Сегодняшние идеологи вчерашних истин свое политическое благополучие связывают с людскими бедами. «Станет им невтерпеж, и придет наше времечко». Главное свойство народных радетелей – это цинизм без берегов.
Горький вздох человечества: contra spem spero. Тем и живем – без надежды надеемся.
«Я люблю тебя» больше, чем «я очень люблю тебя». Сила не в увеличении, а в сгущении. Это же относится к творчеству.
Творческое время неравновелико. Бывает счастливая минута особой насыщенности и плотности.
Неволе – терпение, свободе – терпимость.
Правда, которая выше нас, – сакральна. Которая вне нас – объективна. Которая в нас – непобедима.
Писательский поселок у Булгакова – Перелыгино. Гибрид Переделкина и Прощалыгина.
Поздняя осень 1991 г. В вестибюле Центрального Дома литераторов у телефонов-автоматов под их эффектными колпаками – два незнакомых служителя муз. Первый – маленький, коренастый, с красным обветренным лицом, хриплым, точно простуженным голосом вколачивает в трубку слова:
– Серега, ты? Это я, Николай. Скажи ему – пусть подает. Не будет осечки – в приемной все схвачено. Не печатался – так еще напечатается. Мы его на вырост берем.
И повторяет со вкусом:
– На вырост!
Рядом с ним с невидимой собеседницей объясняется пожилой господин. Пухлощек, благообразен, опрятен. Душевный замшевый баритон.
– Так вот, милая Ирина Сергеевна. Я сдал статью свою Вере Петровне, она сказала, что вам вручит. Называется «Мое покаяние». Нет, приблизительно пол-листа…

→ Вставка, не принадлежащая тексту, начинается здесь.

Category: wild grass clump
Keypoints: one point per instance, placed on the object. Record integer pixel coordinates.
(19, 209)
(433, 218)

Дожили до веселых времен обнародованных тайн и сорванных покровов. Опубликовано письмо Фурманова Чапаеву – комиссар клеймит командира за «низость», «трусость» и подлые приставания к жене комиссара пулеметчице Анке (называет он ее уважительно Анной Никитичной). Кстати, ее я успел увидеть – была очень толста, очень невежественна, косноязычна, но добродушна.

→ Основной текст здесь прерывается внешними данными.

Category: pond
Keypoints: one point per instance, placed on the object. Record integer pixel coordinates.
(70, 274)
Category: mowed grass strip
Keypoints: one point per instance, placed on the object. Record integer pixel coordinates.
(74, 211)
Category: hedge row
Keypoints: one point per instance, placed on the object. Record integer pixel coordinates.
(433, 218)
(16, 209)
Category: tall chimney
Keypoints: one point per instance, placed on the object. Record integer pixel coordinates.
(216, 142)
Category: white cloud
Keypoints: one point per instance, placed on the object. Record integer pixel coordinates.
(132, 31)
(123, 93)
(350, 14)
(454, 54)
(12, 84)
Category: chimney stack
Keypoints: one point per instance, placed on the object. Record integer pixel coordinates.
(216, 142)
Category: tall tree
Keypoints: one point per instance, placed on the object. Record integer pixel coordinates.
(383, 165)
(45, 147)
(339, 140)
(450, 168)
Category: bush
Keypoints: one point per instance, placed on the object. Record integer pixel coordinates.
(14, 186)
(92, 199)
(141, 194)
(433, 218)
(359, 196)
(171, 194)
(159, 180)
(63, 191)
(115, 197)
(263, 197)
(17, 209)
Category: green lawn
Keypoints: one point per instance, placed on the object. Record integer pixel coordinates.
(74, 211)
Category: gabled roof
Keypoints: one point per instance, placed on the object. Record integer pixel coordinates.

Когда знаменитый певец Паваротти был еще мальчиком Лучано, он увидел, как один полемист в политическом споре убил оппонента. «Никакой политики никогда!» – сказал себе Лучано в тот день.
Люди дела пренебрегают патетической декламацией. Первые слова Талейрана, когда он узнал, что его назначили министром внешних сношений, бесспорно, весьма разочаровали любителей исторических фраз. Они бы хотели, чтоб он воскликнул: «Франция, ты обретаешь мир!» или: «Франция! Я вплету в твой герб оливковую ветвь!» Черта с два! В неописуемом возбуждении, почти в лихорадке он повторял: «Теперь надо сделать состояние… Огромное состояние… Гигантское состояние…» Ясная, четкая программа, причем без единого лживого слова.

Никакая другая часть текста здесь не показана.